The Dell U2515H is much better than the Acer G257HU. The design of the U2515H is far superior, with far more ergonomic adjustments as well as VESA mounting ports. The U2515H has much better gradient handling with less banding, and is free of distracting temporary image retention. The U2515H also has better features, including the ability to daisy chain to another monitor, as well as USB charging ports.
The LG 27UK650 is better than the Dell U2715H. The Dell U2715H has better ergonomics that easily allow you to place it comfortably. On the other hand, the LG 27UK650 has slightly better refresh rate, better resolution and size and marginally better vertical viewing angle that make it more suitable for almost every usage. Finally, the LG 27UK650 offers HDR support, albeit not great.
The Dell P2417H and the Dell U2515H offer very similar performance. The U2515H has a better native resolution and is a bit larger, but has worse black uniformity than the P2417H. If you want a larger screen, the U2515H is a better choice.
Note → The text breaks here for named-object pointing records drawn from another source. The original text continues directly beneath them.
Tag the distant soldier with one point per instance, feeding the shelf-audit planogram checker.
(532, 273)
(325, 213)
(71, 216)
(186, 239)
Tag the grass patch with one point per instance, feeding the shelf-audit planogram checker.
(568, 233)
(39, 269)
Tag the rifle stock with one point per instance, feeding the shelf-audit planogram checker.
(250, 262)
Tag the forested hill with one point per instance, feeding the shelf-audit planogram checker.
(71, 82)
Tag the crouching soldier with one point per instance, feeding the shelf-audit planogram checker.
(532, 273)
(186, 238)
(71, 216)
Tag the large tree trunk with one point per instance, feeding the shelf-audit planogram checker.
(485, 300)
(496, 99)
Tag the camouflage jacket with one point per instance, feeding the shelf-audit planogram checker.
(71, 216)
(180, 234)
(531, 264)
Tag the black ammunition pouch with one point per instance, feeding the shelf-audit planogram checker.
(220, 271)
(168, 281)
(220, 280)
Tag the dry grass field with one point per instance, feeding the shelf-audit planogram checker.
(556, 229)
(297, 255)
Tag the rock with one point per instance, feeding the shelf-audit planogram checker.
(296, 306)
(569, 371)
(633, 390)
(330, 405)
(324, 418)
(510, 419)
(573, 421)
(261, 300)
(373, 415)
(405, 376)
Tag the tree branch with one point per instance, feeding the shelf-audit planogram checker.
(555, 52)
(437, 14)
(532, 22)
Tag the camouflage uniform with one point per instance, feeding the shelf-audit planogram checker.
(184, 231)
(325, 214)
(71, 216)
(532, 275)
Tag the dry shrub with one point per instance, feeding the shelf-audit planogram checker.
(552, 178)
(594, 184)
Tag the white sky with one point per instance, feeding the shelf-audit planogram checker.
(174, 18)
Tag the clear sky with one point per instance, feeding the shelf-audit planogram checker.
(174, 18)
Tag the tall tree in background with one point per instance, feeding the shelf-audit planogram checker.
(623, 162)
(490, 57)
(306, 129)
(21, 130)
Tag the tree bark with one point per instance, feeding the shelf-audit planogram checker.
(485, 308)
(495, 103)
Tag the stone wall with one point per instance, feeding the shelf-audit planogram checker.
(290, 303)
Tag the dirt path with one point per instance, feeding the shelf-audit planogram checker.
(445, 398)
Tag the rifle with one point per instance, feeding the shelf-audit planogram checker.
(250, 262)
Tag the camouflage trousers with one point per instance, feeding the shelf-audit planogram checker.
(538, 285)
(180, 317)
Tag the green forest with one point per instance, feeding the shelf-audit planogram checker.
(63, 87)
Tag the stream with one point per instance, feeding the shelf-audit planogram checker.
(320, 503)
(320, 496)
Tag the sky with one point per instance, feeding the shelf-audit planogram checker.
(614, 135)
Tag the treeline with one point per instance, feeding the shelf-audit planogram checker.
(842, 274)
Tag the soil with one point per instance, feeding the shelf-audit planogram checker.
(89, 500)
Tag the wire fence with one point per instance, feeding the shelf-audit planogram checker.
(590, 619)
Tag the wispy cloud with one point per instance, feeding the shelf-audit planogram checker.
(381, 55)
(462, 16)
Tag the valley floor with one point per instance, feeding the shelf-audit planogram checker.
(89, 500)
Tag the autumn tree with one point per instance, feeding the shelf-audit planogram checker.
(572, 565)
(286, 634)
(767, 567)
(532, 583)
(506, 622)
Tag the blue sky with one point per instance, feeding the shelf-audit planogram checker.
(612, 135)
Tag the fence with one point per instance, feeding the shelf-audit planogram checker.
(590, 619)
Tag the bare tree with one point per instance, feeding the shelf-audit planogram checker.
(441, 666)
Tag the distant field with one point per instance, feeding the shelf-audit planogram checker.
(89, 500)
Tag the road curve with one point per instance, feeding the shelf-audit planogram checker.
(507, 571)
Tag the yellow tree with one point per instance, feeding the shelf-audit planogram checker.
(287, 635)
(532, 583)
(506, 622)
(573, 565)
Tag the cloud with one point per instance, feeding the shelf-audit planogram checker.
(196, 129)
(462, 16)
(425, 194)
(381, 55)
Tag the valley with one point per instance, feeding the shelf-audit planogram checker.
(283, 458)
The Dell U2515H is more suitable for a room with wide seating. On the other hand, the Acer GN246HL is a very fast monitor with very good motion features. The Dell U2515H has better viewing angles and significantly better ergonomics so you can position it to your likings. Also, it has better resolution and marginally larger size, giving you more detail to work on. The Dell U2515H also has slightly better input lag which is great for gaming.
The U2715H is the larger 27" model in Dell's UltraSharp range of monitors. It is almost the same monitor but bigger, with the same 1440p resolution and wide viewing angles. Both monitors offer sub-par performance in a dark room due to blacks that appear gray and blotchy. Overall, between these two monitors, it is just a question of size so go with whichever suits your budget and preferences.
The LG 27UD58-B is a similarly priced 27" monitor with a 4k resolution. Although it has the same 60Hz refresh rate, it does have FreeSync, which is good for gamers to reduce screen tearing. It has similar picture quality, with an IPS panel, but can't get as bright to combat glare and the lack of ergonomic adjustments make it difficult to find a comfortable viewing position. The 4k resolution is good for multi-tasking, but if very high density isn't important to you, then the Dell is a better overall choice.
The BenQ Zowie XL2540 is a gaming oriented monitor with a lower 1080p resolution but much higher 240Hz refresh rate. The picture quality is sub-par due to the TN panel, and the image also loses accuracy when viewed at an angle. For gamers though, the monitor feels incredibly responsive when at 240fps due to the low input lag and lack of motion blur. If you only want to game at high FPS then the Zowie XL2540 is a great choice, but if you care about picture quality or plan to watch other content or browse the web then the Dell is a better option.